Using Screenhero via Slack was getting to be pretty horrible. Video and sound quality was often times pretty bad and worst of all the service just wasn't reliable. We all had high hopes when the acquisition went through but ultimately, the product just didn't live up to expectations. We ended up trying Zoom after I had heard about it from some friends at other companies. We noticed the video/sound quality was better, and more importantly it was super reliable. The Slack integration was awesome (just type /zoom and it starts a call)
You can schedule recurring calls which is helpful.

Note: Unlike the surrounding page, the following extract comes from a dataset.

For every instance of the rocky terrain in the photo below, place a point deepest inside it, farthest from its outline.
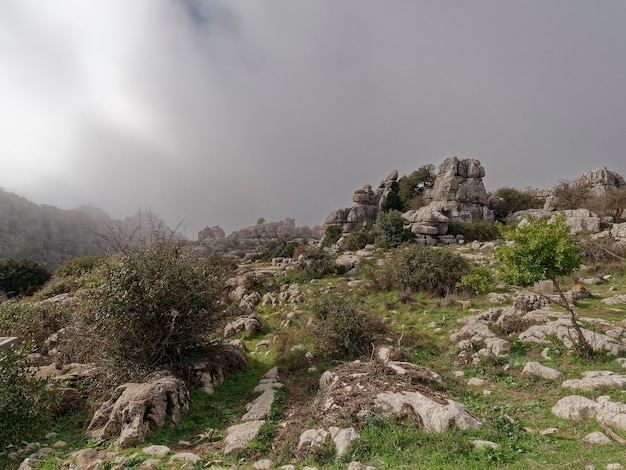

There's a G Suite (Google Calendar) integration which lets you add a Zoom call (w/dial in info + link to web/mobile) with the click of a button.
Meeting recordings (video and audio) are really nice, you get recordings stored in the cloud on the higher tier plans. One of our engineers, Jerome, actually built a cool little Slack integration using the Slack API and Zoom API so that every time a recording is processed, a link gets posted to the "event-recordings" channel. The iOS app is great too!